Practicing emergency bike repairs at home builds confidence and skills that could save your next ride.
Three mountain bikers are gathered around a bicycle on a rocky trail. Two of them are inspecting the tire, while one is holding a tire plug tool and working on it. All three are wearing helmets and appropriate biking gear, surrounded by dry grass and dirt.

Editor’s note: this article originally appeared in the February 26, 2026, Singletracks email newsletter. It’s free to sign up, and you’ll receive links to the week’s top articles plus original content just like this in your inbox each week.

I don’t mean to brag, but I can fix a flat mountain bike tire pretty dang fast. A friend once compared me to a member of a NASCAR pit crew, and while that’s definitely a stretch, I’m confident I can get a busted tire rolling again in no time flat.

When I first started mountain biking, I was scared to death of getting a flat tire. On more than one occasion, I decided to walk back to my car rather than waste time trying to fix a flat trailside. Over the past two decades of riding, I probably only flatted one or two tires a year, which wasn’t nearly enough to turn me into a pro tire wrangler.

Then, I unintentionally stumbled onto what I had been missing: practice. For this tubeless tire plug test, I poked dozens of holes in my tires before plugging them with various tools. Another time, I inflated tire after tire with various mini pumps to see how quickly each one would work. And because I’m always testing new tires, it’s not unusual for me to swap four tubeless mountain bike tires between bikes on a random Saturday.

Every now and then, I’ll see a rider on the trail with a tire plug in hand and a confused look in their eyes. They’ve purchased the tool, but they have no idea how to use it. I’ve been there myself, and it’s not a great feeling. If only we had practiced!

Most, if not all of us, understand that practice makes progress when it comes to bike skills, and I’m here to argue that the same goes for emergency bike repairs. It might seem silly at first, but poking a bunch of holes in an old tire and then patching them will have you feeling confident in thirty minutes or less. The same goes for taking a tire off the rim and putting it right back on in your driveway. Bonus points if you can eventually do it without using a tire lever!
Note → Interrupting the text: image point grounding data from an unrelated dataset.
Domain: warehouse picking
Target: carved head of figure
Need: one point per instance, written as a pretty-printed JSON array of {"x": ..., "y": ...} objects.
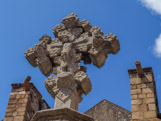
[
  {"x": 96, "y": 31},
  {"x": 70, "y": 21}
]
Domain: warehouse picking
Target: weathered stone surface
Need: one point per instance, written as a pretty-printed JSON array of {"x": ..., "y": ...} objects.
[
  {"x": 74, "y": 41},
  {"x": 145, "y": 106},
  {"x": 23, "y": 104},
  {"x": 107, "y": 111},
  {"x": 64, "y": 114}
]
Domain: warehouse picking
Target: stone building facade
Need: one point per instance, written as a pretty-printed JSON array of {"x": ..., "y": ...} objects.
[
  {"x": 107, "y": 111},
  {"x": 144, "y": 99},
  {"x": 25, "y": 102}
]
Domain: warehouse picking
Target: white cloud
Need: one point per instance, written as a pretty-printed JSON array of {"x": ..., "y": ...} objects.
[
  {"x": 157, "y": 46},
  {"x": 154, "y": 5}
]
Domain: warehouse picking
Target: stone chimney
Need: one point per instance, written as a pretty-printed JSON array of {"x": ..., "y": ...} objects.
[
  {"x": 143, "y": 94},
  {"x": 25, "y": 100}
]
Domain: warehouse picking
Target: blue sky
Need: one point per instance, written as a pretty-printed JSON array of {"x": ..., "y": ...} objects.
[{"x": 136, "y": 23}]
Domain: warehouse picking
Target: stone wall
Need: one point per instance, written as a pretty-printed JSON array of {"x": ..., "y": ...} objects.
[
  {"x": 107, "y": 111},
  {"x": 23, "y": 104},
  {"x": 143, "y": 95}
]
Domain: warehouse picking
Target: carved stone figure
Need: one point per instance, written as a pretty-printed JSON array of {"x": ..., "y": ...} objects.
[{"x": 74, "y": 41}]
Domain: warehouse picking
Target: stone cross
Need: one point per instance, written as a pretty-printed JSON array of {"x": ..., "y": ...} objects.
[{"x": 74, "y": 41}]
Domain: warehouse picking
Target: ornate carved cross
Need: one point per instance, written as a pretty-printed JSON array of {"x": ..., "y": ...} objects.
[{"x": 74, "y": 41}]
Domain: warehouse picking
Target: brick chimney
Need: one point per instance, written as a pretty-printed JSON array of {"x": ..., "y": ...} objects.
[{"x": 143, "y": 94}]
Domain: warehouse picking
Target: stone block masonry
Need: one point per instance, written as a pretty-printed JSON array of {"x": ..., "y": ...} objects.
[
  {"x": 143, "y": 94},
  {"x": 23, "y": 104}
]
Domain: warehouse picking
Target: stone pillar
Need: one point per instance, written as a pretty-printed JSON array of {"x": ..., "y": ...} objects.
[
  {"x": 143, "y": 94},
  {"x": 23, "y": 104}
]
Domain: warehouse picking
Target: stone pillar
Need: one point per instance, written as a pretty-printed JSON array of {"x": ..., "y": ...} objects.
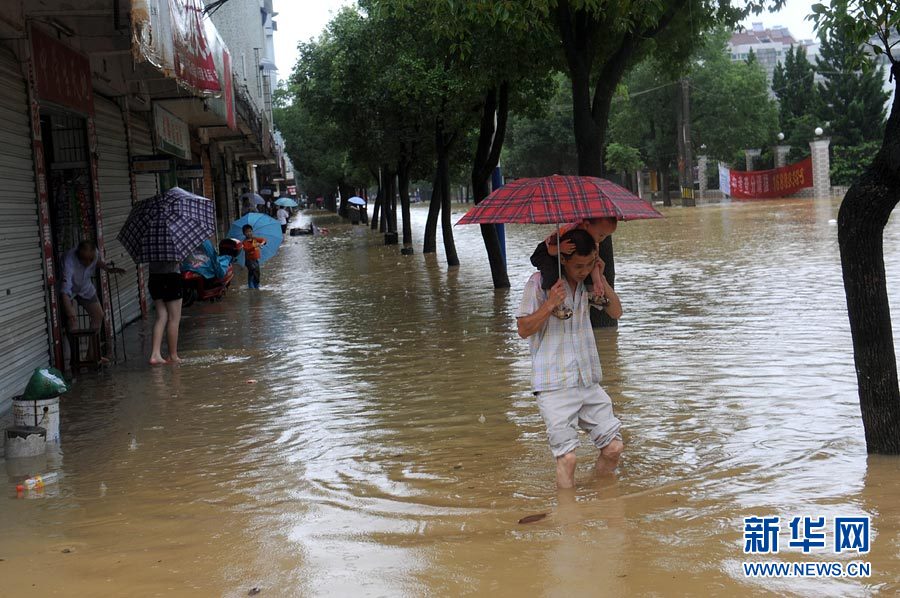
[
  {"x": 781, "y": 152},
  {"x": 750, "y": 156},
  {"x": 821, "y": 168},
  {"x": 702, "y": 162}
]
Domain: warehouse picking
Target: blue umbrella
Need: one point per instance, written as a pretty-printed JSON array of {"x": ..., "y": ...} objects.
[
  {"x": 166, "y": 227},
  {"x": 264, "y": 227},
  {"x": 253, "y": 199}
]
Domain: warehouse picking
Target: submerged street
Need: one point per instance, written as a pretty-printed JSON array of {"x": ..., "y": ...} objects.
[{"x": 363, "y": 425}]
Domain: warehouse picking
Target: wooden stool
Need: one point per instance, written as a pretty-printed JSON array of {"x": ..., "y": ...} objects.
[{"x": 76, "y": 361}]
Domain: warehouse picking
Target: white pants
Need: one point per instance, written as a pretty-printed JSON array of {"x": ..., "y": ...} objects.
[{"x": 567, "y": 409}]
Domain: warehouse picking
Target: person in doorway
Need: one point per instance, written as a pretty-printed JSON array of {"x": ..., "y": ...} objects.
[
  {"x": 252, "y": 255},
  {"x": 565, "y": 365},
  {"x": 166, "y": 292},
  {"x": 283, "y": 216},
  {"x": 77, "y": 288},
  {"x": 544, "y": 258}
]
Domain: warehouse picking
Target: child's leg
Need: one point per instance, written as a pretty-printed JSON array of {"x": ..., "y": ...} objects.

Though tires generally give us the most problems on the trail, drivetrains can be real boogers, too. So pick up an old chain and practice adding and removing links with your chain tool, and fiddle with that barrel adjuster until you finally understand how it works. One day — perhaps even sooner than you think — you’ll be glad you did.

For the past several months, I’ve been riding around with a can of GUP, a product that combines tire sealant with an inflator. I watched a video online to learn how to use it, and I felt prepared for the next emergency. That emergency never came, so I finally decided to give it a try in the backyard.

It was a disaster.

Sealant went everywhere, and I struggled to cap the valve when I was finished inflating. If this had happened to me on the trail, I surely would have been walking back to the car.

So, I bought a fresh can of GUP to give it another try in my backyard. Practice won’t make me perfect, but I’m convinced it very well could save my next ride.